I just added text file asterisk.wedge.backtrace.20060118. This has a bt and bt full for all threads, in the midst of this problem. The problem had only been going on for a few minutes at the time this backtrace was performed.

Unfortunately I am not currently running an unoptimized version of asterisk; hopefully the backtrace is at least a little bit useful.

This problem is not related to high call volume, in our case. It can happen when there are only a few calls going on.
By: Alan Ferrency (ferrency) 2006-01-18 10:56:50.000-0600

One more note: The backtrace I posted above was from Asterisk 1.2-beta1, not 1.2.1. We had unrelated issues upgrading to 1.2.1 and have not revisited this since the post-1.2.1 patch for our problem became available. Sorry for the inconvenience.
By: Alan Ferrency (ferrency) 2006-01-18 13:46:17.000-0600

I just uploaded a second backtrace of the issue, which again happened today. This is the last bt I'll submit with optimizations turned on, but there was no zero-call-volume time between the two crashes to restart asterisk with the unoptimized version.

Anyway, after seeing that Asterisk was in a mutex_lock somewhere deep within action_agents in the first backtrace, I asked Johann if they also use the Manager interface, and they do. My second backtrace also shows a mutex lock within action_agents.

My current working theory is that this is related to the use of the manager interface, specifically action_agents. I am going to see if it's okay to test without the manager clients running, but this may be difficult in this production service.
By: Alan Ferrency (ferrency) 2006-01-18 15:21:09.000-0600

After looking at the chan_agent.c source code, I believe this is a race condition/deadlock issue, related to the order in which mutex locking is performed in various cases.

In my specific case, I see "action_agents" waiting for a lock in the backtraces I submitted. That function locks in the following order (comments are mine):

ast_mutex_lock(&agentlock); // chan_agent lock
ast_mutex_lock(&s->lock); // manager session lock
ast_mutex_lock(&p->lock); // per-agent lock, one for each agent
ast_mutex_unlock(&p->lock);
ast_mutex_unlock(&agentlock);
ast_mutex_unlock(&s->lock);

However, there are other methods which call manager_event while they are holding an individual agent mutex lock. One example, which I believe may be the source of our problems, is, agent_hangup. The relevant mutex locks are:

// no agentlock
ast_mutex_lock(&p->lock);
manager_event(EVENT_FLAG_AGENT, "Agentcallbacklogoff",
> ast_mutex_lock(&sessionlock);
> ast_mutex_lock(&s->lock);
> ast_mutex_unlock(&s->lock);
> ast_mutex_unlock(&sessionlock);
ast_mutex_unlock(&p->lock);

The race condition is:
A thread running action_agents is interrupted while it holds mutexes agentlock and s->lock (the manager session lock). Then another thread running agent_hangup runs: it grabs the p->lock for an agent, but blocks when it attempts to get the s->lock inside manager_event. Control passes back to action_agents, which blocks when it attempts to get the lock for the agent that agent_hangup currently has locked: deadlock.

This is consistent with the backtraces I submitted, but it's impossible to tell from those backtraces whether this is the specific problem, because my optimized bt's don't show agent_hangup specifically, though they do show other chan_agent code blocking while waiting for a mutex. I don't see any action_agents in Johann's code, so it might not be the same problem.

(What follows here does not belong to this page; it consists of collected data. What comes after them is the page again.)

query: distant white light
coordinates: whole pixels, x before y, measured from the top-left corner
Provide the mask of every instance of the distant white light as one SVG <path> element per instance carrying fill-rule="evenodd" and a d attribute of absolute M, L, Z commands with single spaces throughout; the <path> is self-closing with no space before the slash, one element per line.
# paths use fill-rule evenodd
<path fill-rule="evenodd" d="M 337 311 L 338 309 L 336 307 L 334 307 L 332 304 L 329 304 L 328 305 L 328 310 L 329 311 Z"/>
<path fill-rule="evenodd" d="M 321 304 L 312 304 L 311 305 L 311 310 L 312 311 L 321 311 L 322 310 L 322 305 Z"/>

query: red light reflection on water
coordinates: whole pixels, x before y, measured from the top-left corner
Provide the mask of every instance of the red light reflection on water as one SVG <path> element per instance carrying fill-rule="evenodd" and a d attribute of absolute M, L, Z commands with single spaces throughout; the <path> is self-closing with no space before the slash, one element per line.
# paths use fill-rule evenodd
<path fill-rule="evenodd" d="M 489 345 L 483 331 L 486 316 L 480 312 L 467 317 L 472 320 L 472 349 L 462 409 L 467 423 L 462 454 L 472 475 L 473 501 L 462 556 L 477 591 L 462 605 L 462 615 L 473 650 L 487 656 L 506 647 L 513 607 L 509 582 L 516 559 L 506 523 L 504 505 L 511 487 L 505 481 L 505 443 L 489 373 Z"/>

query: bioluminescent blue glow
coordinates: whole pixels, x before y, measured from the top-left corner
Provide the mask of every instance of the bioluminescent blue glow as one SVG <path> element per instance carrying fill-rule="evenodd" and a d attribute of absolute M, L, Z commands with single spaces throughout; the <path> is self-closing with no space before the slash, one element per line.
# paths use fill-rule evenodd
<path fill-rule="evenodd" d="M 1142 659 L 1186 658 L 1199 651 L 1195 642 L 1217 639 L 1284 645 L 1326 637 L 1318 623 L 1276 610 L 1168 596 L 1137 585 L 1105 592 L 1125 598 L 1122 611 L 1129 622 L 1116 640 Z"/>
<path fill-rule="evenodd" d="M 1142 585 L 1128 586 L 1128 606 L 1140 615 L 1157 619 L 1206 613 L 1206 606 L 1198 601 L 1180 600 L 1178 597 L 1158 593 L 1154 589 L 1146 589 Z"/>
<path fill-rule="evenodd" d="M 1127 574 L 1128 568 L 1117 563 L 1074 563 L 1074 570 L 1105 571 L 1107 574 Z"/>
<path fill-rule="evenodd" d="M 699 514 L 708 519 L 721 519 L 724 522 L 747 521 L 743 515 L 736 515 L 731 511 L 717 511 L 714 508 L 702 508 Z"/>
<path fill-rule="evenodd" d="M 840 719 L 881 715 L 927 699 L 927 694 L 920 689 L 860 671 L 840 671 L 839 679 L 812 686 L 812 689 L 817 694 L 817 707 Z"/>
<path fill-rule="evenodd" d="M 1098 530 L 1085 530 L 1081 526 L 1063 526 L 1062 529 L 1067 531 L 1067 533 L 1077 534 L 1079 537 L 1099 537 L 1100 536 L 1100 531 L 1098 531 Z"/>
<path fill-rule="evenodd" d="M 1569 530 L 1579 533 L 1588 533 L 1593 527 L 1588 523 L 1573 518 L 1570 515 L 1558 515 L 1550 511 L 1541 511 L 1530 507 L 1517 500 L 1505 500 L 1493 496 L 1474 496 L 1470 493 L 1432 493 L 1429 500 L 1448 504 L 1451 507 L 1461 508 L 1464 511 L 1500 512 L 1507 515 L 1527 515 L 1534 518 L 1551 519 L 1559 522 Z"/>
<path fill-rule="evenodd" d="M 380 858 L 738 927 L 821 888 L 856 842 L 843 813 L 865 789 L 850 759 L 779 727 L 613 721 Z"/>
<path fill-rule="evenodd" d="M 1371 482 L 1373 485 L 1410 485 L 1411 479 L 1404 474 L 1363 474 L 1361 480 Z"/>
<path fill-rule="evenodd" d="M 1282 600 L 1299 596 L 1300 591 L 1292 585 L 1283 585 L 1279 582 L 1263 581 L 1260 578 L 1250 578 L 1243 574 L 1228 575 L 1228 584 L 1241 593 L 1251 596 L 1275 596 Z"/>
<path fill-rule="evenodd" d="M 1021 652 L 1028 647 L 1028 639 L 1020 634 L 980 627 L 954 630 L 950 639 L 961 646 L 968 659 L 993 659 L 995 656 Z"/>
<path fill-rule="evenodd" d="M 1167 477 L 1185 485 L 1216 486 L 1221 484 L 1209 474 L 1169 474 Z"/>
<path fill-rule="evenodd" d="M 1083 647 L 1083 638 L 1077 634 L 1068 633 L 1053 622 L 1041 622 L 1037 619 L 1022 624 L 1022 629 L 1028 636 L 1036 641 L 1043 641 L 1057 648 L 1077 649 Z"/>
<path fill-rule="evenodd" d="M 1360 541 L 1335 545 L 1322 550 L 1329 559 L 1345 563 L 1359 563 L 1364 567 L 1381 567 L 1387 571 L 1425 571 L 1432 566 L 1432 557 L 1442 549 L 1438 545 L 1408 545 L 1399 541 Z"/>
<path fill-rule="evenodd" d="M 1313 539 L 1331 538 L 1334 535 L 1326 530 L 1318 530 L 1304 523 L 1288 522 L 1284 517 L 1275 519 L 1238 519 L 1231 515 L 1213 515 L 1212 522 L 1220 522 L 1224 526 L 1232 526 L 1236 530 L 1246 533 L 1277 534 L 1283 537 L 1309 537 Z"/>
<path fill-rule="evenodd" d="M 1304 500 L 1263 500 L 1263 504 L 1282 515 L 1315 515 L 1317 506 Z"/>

I will go look for other cases where mutex locking may be causing problems.

For the specific case of action_agents vs. agent_hangup, it may be adequate to have agent_hangup get a lock on &agentlock prior to locking p->agent. This should prevent any execution of agent_hangup until action_agents is complete; which may cause other problems I'm not aware of.

Thanks.
By: Alan Ferrency (ferrency) 2006-01-19 09:35:34.000-0600

I apologize: the problem I spotted yesterday was fixed in chan_agent.c in September. I'll spend more time looking at newer code from now on.
By: Leonardo Gomes Figueira (sabbathbh) 2006-02-03 10:43:07.000-0600

Hello,

I just uploaded 2 files:

sabbathbh_asterisk_agent_lockup_gdb_20060203.txt GDB
sabbathbh_asterisk_agent_lockup_debug_20060203.txt Asterisk Log with debug enabled.

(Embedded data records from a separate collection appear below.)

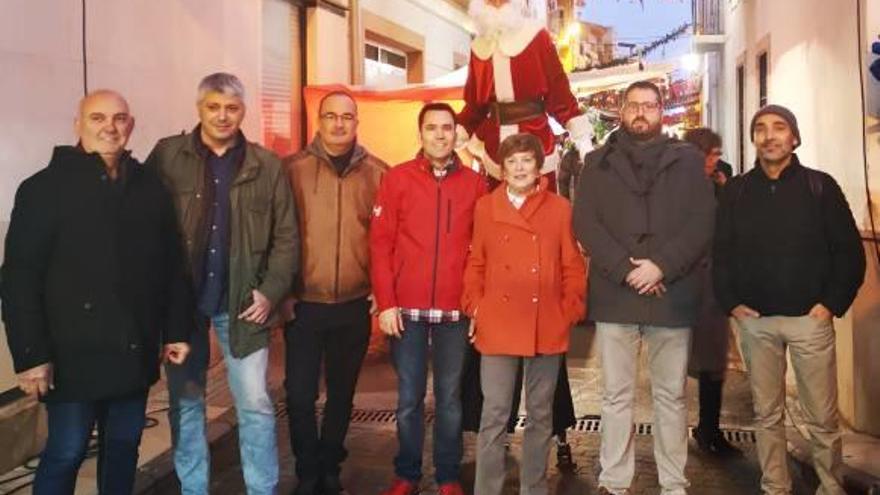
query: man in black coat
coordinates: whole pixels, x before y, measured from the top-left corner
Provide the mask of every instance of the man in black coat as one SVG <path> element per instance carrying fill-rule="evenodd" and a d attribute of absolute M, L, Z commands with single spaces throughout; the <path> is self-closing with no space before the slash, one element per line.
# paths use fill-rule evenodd
<path fill-rule="evenodd" d="M 590 256 L 588 317 L 596 322 L 604 377 L 599 493 L 628 493 L 635 475 L 633 403 L 643 341 L 660 486 L 684 495 L 697 265 L 711 244 L 715 200 L 702 154 L 661 132 L 657 86 L 627 88 L 621 117 L 622 127 L 587 155 L 574 202 L 575 235 Z"/>
<path fill-rule="evenodd" d="M 715 295 L 741 329 L 768 495 L 791 493 L 784 424 L 786 349 L 822 483 L 843 495 L 832 316 L 865 276 L 865 252 L 834 179 L 801 165 L 797 119 L 767 105 L 752 119 L 757 163 L 731 179 L 718 205 Z"/>
<path fill-rule="evenodd" d="M 35 494 L 74 492 L 98 425 L 98 486 L 131 493 L 160 354 L 182 363 L 192 310 L 174 205 L 131 158 L 128 103 L 80 102 L 76 146 L 18 189 L 3 262 L 3 320 L 19 386 L 46 404 Z"/>

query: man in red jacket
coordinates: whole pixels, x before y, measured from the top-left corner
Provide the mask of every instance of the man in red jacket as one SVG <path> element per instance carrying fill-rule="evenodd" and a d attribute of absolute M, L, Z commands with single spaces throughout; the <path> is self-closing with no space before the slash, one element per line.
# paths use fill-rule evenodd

We have this problem with Agents and Queues locking up very often. We use the manager interface to control the Agents (Originate, Redirect, QueueStatus). We are using Agents logged in with MOH.

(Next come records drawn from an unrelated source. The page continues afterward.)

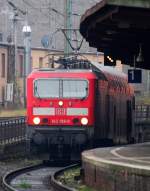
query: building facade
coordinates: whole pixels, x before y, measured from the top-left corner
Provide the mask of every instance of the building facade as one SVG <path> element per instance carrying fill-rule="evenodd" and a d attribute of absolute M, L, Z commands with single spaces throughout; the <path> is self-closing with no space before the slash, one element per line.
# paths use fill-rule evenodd
<path fill-rule="evenodd" d="M 0 47 L 0 105 L 5 99 L 5 86 L 7 83 L 7 63 L 8 49 L 7 46 Z"/>

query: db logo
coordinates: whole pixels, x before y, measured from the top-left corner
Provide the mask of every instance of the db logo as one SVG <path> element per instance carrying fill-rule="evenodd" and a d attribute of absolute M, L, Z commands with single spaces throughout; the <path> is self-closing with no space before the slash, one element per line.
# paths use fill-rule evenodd
<path fill-rule="evenodd" d="M 56 108 L 55 115 L 66 115 L 66 110 L 64 108 Z"/>

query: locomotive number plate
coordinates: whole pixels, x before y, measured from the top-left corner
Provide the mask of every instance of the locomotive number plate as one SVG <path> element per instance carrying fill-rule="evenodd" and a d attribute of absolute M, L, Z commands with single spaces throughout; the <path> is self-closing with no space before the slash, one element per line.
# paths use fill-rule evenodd
<path fill-rule="evenodd" d="M 70 120 L 69 119 L 52 119 L 51 123 L 52 124 L 70 124 Z"/>
<path fill-rule="evenodd" d="M 66 109 L 65 108 L 56 108 L 55 115 L 66 115 Z"/>

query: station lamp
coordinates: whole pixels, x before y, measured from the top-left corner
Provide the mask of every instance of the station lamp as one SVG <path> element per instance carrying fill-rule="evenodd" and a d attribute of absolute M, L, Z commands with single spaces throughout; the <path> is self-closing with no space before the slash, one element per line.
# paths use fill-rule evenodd
<path fill-rule="evenodd" d="M 139 45 L 139 54 L 136 58 L 136 62 L 144 62 L 144 58 L 142 55 L 142 44 Z"/>

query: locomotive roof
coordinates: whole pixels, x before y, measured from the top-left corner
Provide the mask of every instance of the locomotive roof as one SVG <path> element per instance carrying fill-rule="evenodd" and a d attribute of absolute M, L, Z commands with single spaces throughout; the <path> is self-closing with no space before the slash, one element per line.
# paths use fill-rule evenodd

I can't duplicate the bug doing something specific, it just lockup after several calls with Agents (Queue to Agent, Agent to Zap, Agent to SIP, Agent to Agent). I couldn't find any pattern on the lockups, sometimes it takes hours, others in a few minutes.

We are using Asterisk 1.0.10 and planning the upgrade to 1.2 but it seems like the bug exists on 1.2 too since it was reported by an 1.2 user.

Can I help with more information ?

Thanks,

Leonardo
By: Serge Vecher (serge-v) 2006-02-03 11:24:27.000-0600

sabbathbh: if you read ferrency's notes carefully, you will notice that the problem was with Asterisk 1.2-beta1. Please update to 1.2.4 and report if there is a problem.
By: Mark Edwards (edwar64896) 2006-02-09 05:20:56.000-0600

Am experiencing similar behaviour on my customers PBX. We have a 10 ch E1 PRI in an outbound callcentre. Agents, Queues and SIP devices. Over time, the agents start to experience CHANUNAVAIL on outbound dialing. Also, when the PRI resets periodically, not all channels are getting reset. An attempt to dial out on any of the channels that are not being reset results in congestion. It's almost as if the channel hasn't been hung up. If I restart asterisk, then all is fine. This is a pretty serious issue at the moment as the problem is occurring half-way through a shift and we have to kick any remaining agents off the system to reset it. We're currently on Asterisk 124 and Zapata 123. In our configuration, the queue itself dials out (using a Local channel via the AMI).

Will monitor issue and attempt to provide feedback to assist with resolution.
By: Bartosz Jozwiak (bartekj) 2006-02-09 17:30:29.000-0600

Hi guys,

We have very similar problem running asterisk 1.2.4 with zaptel 1.2.3
We're using T1 card with FXO signaling to our channel bank to which are
analog phones connected.

WARNING[4225]: channel.c:787 channel_find_locked: Avoided deadlock for '0x9655d18', 10 retries!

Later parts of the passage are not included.